Angelico Carta
Angelico Carta | |
---|---|
Carta at his hq in Neapolis, 1942. | |
Born | 1886 |
Allegiance | Kingdom of Italy |
Service/branch | Royal Italian Army |
Rank | Lieutenant General |
Unit | 51st Infantry Division Siena |
Angelico (Angelo) Carta (born 1886 in Riola Sardo) was an Italian military officer. During the Axis occupation of Crete in World War II, he held the rank of Division General and served as the commander of infantry division "Siena". The Siena division had confronted the 5th Cretan Division with heavy losses in the Greco-Italian War and was assigned to the occupation of the eastern provinces of Sitia and Lasithi after the fall of Crete. The division counted around 20,000 men and was headquartered in Neapolis.

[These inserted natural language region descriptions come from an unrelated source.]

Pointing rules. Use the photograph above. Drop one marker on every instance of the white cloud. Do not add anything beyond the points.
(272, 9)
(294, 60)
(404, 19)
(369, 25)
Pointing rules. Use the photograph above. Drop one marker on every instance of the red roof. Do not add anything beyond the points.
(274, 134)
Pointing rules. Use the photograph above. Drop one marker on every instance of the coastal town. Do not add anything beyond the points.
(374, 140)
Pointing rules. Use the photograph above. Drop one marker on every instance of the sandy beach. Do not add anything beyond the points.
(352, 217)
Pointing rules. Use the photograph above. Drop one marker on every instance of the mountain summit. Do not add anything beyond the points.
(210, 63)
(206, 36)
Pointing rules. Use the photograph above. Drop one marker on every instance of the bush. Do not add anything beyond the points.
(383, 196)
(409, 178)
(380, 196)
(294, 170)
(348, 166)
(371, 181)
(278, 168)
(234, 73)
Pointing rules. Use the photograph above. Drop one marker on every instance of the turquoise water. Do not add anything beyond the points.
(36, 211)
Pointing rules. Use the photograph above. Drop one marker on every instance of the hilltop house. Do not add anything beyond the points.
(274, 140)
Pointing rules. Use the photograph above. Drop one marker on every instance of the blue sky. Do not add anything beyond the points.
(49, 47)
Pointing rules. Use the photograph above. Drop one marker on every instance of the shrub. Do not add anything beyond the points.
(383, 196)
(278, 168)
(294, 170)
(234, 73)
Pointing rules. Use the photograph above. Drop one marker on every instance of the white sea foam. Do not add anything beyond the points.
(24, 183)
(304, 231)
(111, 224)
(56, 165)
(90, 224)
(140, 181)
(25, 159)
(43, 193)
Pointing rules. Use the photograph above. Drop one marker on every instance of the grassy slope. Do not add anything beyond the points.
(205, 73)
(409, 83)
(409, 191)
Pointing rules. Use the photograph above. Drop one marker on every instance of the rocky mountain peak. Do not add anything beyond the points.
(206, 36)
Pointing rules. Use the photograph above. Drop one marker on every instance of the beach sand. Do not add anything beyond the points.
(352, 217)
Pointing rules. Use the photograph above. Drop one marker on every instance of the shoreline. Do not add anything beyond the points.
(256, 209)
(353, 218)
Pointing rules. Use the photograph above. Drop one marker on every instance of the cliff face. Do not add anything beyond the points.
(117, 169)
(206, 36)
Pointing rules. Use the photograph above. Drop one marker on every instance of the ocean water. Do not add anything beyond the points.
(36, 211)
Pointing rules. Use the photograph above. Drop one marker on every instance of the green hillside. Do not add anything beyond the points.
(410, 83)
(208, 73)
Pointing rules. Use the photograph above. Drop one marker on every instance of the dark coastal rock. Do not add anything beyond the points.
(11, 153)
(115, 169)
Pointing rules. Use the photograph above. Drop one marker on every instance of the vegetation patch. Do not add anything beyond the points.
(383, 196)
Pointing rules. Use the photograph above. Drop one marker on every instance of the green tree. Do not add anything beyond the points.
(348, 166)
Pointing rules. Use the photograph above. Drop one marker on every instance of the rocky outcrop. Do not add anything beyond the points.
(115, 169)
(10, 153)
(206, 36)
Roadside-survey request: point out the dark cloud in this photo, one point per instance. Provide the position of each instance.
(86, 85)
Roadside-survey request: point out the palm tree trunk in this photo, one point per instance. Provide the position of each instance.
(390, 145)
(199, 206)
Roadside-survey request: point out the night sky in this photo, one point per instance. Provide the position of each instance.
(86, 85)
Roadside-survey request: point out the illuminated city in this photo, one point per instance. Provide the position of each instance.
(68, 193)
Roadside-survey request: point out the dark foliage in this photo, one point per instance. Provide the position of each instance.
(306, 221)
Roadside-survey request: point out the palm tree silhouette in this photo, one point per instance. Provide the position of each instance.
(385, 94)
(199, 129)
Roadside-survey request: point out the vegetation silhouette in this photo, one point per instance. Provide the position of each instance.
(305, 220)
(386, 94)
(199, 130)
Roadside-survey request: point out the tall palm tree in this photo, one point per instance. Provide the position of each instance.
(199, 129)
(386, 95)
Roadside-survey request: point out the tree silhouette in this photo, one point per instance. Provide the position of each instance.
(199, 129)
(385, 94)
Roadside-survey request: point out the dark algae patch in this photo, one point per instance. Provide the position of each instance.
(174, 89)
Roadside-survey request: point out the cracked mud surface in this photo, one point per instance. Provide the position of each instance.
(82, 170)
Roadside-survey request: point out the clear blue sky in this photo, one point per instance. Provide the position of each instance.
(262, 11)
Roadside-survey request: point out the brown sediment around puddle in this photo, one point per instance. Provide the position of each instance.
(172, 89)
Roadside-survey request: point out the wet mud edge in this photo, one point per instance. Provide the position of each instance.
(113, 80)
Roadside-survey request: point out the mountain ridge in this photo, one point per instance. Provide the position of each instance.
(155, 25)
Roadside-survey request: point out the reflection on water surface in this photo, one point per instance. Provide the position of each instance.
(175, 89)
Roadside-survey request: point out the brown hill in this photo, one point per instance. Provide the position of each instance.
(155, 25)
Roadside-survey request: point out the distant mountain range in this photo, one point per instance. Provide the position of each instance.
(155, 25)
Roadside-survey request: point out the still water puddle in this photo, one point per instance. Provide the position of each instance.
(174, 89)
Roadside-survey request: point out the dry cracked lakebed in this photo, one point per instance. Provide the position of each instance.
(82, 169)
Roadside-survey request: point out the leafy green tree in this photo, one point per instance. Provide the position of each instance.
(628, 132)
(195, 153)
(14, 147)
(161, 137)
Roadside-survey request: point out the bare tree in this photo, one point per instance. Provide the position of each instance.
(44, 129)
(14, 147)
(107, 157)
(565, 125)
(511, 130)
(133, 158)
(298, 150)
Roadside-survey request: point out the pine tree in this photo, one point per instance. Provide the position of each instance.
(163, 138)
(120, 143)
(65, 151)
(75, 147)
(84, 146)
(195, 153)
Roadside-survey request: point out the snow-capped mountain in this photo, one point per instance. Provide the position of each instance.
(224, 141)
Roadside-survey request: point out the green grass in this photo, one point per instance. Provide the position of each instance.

Carta was a royalist rather than a fascist and in contrast to the commanders of the German garrison in the western part of Crete, he generally behaved with restraint to the local population. After the 1943 Italian armistice, Carta and a few members of his staff were smuggled to Egypt by SOE major Patrick Leigh Fermor where they gave in to the British, whilst the Siena division was disarmed and surrendered to the Germans [1]
References
- ↑ Beevor, Antony. Crete: The Battle and the Resistance, John Murray Ltd, 1991. Penguin Books, 1992.